Pode-se supor que estas trocas de experiências não eram raras. Afinal, como mostramos no capitulo anterior, os espaços culturais em Salvador eram escassos. Comumente grupos distintos circulavam pelos mesmo ambientes culturais: bares, ruas e espaços públicos ainda eram os mesmo por onde intelectuais e literatos consagrados e aspirantes a escritores e a artistas plásticos andavam. Se possível, até em eventos privados, familiares, estes personagens ainda se cruzavam.

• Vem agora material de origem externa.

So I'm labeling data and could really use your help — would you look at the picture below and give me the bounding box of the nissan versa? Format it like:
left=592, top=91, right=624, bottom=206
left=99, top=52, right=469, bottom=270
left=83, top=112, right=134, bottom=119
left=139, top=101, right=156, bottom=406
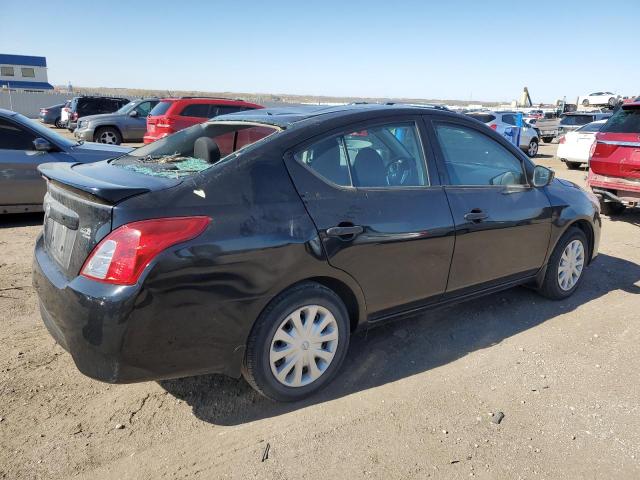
left=33, top=105, right=601, bottom=402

Vasconcelos Maia participou de Ângulos nº 1 com o conto “A derrota”. E no ano seguinte, em 1951, ano do último número de Caderno da Bahia, em matéria no jornal A

Tarde, Maia elogiou bastante a publicação de Ângulos. Elogiou os artigos escritos pelos

estudantes, destacando os textos de Adalmir da Cunha Miranda, “ Poesia” e “Um conceito de crítica”. Maia escreveu na matéria: “Ângulos mantém nesse número três a mesma unidade intelectual que a vem caracterizando: vivacidade na escolha de boas colaborações e orientação política muitíssimo decente.”

130

MATA. João Eurico. Op. cit. p.29.

Outro exemplo de troca entre os dois periódicos e ambientes culturais nos remete a Ângulos nº 4, de 1952. Raimundo Mesquita, que escreveu para a penúltima edição de Caderno da Bahia, em 1951, publicou um texto, na seção ‘Revista em revista’, com o titulo de ‘Caderno da Bahia’. Em tom de homenagem póstuma, diz:

“Não se trata agora de lamentar o desaparecimento de ‘Caderno’ - sabemos que a efemeridade é uma das características biológicas de tais organismos. O que nos move é o desejo de sobrelevar a sua importância. Para tanto basta que se veja no seu sexto número, o ultimo que se publicou, o tópico intitulado ‘Nova Fase’ (nova fase que motivos os mais diversos impediram que se concretizasse, e que por isso ganha um valor simbólico)” 132

O tópico ao qual se refere Raimundo Mesquita é uma espécie de balanço das atividades realizadas por Caderno da Bahia. Há nele o registro de todos os títulos publicados pelo grupo. E, ao fim, o autor deseja que seja dada continuidade ao que

Caderno da Bahia começou, porque ainda há

“a nossa frente um imenso trabalho a realizar: a divulgação da riqueza de nossas artes populares, desapercebida por quem as faz, por quem as vê, por quem as devia zelar. A poesia, a escultura, a cerâmica, o folclore, os costumes populares, serão motivos centrais dos próximos números de nossa revista, sem esquecer, é obvio, a nossa vigilância aos fundamentos sociais e políticos que possam afetá-los, como em geral a qualquer outra atividade artística: liberdade individual e de pensamento, manutenção da paz e melhoria de vida” 133

Como em Adalmir da Cunha Miranda, a fala de Raimundo Mesquita centrava-se na idéia de geração. Ambas eram reflexões vindas de um ambiente universitário, sobre a necessidade de continuar Caderno da Bahia e sua geração, de dar-lhe prosseguimento. Era a mesma necessidade presente em “Plataforma da nova geração cultural”, livro que buscou fazer um balanço da geração anterior e a atual, pós guerra. Mas era uma voz universitária, no fim, a de Ângulos e sua noção de geração. Como não poderia deixar de ser.